Nazi avcısı Eli Rosenbaum’un araştırmasına göre, Rus cephesindeki hizmetlerinden sonra, Waldheim, Balkanlar’da Alman ordusunun istihbarat subayı olarak görev yapmıştı. Bu sırada, Yugoslavya ve Yunanistan’da sivil halka yapılan acımasız muamelelerde, özellikle de Selanik’teki büyük Yahudi nüfusunun Nazi ölüm kamplarına gönderilmesinde büyük rol oynamıştı. Bu araştırmada 1938 Kasım’ında SA’ya (Sturmabteilung – Saldırı bölüğü) yani Paramiliter (yarı askeri) Nazi örgütüne katıldığı da ortaya çıkmıştı.

Suçlamalar ve Waldheim yandaşlarının inkârları, 1986 seçim kampanyasının merkezine yerleşti. Protestocuların, “Antisemitizme Hayır, Waldheim’e Hayır” sloganlarına karşılık yandaşları “Biz Avusturyalılar kimi istersek seçeriz” ve “Waldheim, dünyanın güvendiği Avusturyalı” diyorlardı.

Beckermann, filmine hem arşivlerden hem de gündelik haberlerden bilgiler ekleyerek, 1980’lerdeki olaylarla şimdiki Avrupa ve Amerika’daki politik gelişmeler arasında tarihi bir köprü kuruyor.

Bir röportajda kendisini yönetmen, yapımcı, metin yazarı, hikâyeci ve “yarı protestocu, yarı belgeselci” olarak tanıtan Beckermann, 1986 Avusturya seçimlerinde, günümüzde hâlâ aktif olan ve gittikçe artan yeni politik güçlerin doğuşuna tanık olduğunu belirtiyor.
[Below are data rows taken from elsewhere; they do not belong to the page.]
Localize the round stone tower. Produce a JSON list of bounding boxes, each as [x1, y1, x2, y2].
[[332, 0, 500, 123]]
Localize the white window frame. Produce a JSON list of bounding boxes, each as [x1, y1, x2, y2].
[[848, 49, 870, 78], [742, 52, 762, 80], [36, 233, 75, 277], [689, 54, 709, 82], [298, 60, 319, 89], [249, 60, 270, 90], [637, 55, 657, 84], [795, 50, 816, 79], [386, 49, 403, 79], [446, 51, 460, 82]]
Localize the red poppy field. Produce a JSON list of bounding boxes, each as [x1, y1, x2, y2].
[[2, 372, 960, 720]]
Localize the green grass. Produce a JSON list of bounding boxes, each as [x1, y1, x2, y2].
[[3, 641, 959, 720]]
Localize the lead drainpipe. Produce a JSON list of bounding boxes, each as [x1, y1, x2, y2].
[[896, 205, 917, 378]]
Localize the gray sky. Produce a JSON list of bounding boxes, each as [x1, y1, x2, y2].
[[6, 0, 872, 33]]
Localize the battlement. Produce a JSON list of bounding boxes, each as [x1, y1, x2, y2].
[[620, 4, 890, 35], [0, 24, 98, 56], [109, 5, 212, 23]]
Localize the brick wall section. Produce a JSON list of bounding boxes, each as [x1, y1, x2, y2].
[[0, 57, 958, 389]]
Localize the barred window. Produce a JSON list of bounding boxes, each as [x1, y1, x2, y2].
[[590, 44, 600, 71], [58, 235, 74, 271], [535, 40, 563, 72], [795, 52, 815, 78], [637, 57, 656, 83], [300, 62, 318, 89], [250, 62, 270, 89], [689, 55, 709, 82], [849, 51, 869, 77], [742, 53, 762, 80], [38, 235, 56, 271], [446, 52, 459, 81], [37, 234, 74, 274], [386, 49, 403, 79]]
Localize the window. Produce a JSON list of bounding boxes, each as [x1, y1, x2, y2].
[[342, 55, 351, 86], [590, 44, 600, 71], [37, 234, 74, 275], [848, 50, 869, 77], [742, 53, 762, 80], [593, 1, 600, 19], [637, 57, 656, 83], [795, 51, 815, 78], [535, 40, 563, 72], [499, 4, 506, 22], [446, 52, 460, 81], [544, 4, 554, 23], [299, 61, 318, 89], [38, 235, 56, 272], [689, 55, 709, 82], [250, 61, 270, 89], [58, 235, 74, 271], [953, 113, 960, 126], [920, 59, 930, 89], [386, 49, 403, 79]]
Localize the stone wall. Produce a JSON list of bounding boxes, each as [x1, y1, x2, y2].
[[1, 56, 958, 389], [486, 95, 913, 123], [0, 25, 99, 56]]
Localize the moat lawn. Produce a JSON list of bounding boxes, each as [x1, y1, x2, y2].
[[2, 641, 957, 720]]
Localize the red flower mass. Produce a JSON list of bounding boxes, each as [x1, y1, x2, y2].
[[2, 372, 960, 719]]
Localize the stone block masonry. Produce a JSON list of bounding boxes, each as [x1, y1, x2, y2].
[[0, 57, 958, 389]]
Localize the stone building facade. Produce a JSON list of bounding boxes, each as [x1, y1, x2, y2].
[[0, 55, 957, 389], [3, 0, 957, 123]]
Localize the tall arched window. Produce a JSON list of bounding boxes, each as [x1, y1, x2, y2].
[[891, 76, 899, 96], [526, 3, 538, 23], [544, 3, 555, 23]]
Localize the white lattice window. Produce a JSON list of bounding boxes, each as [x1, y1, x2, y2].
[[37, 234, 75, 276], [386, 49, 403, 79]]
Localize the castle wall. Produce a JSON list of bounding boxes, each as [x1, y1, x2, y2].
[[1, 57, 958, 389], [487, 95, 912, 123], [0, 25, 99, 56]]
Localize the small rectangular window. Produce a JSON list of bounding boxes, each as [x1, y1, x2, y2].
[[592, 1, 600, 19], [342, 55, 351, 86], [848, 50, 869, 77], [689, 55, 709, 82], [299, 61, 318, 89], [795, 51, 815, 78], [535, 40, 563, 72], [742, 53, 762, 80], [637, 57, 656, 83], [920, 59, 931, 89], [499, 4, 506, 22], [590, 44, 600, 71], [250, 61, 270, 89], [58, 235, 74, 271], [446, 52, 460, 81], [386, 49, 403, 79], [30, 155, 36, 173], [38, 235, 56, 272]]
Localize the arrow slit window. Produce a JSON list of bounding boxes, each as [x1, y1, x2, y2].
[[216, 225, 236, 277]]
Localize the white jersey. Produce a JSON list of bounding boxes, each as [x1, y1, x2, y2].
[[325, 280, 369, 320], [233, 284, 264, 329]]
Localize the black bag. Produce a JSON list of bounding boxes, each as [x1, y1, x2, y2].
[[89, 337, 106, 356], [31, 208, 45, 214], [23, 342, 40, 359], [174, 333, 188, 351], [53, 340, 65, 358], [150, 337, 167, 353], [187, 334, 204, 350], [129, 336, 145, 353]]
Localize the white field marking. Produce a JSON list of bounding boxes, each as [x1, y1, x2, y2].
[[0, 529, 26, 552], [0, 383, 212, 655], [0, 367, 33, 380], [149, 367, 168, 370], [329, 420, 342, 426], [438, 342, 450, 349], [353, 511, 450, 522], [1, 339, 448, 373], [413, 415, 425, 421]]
Beckermann’a göre, Waldheim’in cumhurbaşkanı seçilmesi, geleneksel muhafazakâr ideolojilerle, sağcıların popülist ve milliyetçi isteklerinin bir araya gelmesinden doğan koalisyonun ilk zaferi oldu.

Bu gücün zamanımızdaki örnekleri de, Avusturya, Polonya ve Macaristan’daki göçmen karşıtı popülist liderler, İngiltere’deki Brexit hareketi, İsrail ve Fransa’da gittikçe artan sağcı seçmenler ve Amerika’da Donald Trump’ın başkan olarak seçilmesi diyor Ruth Beckermann.

Waldheim, cumhurbaşkanlığı süresince, Amerika ve diğer batı devletlerinde “İstenmeyen kişi” olarak değerlendiriliyordu. (Arap ülkelerine ve Vatikan’a girişinde sorun yoktu.) 2007’deki cenazesinde zamanın Avusturya Cumhurbaşkanı Heinz Fischer, “Waldheim, hayatının bir bütün olarak görülmesini hak ediyor” demişti.

Kötümser yorumlarına rağmen, Beckermann’ın içinde hâlâ bir umut var. “İyi insanlar bir araya gelecek – tam olarak ne zaman olacağını bilmesem de” diyor ve ekliyor: “İnsanoğlu hayatta kalacak.”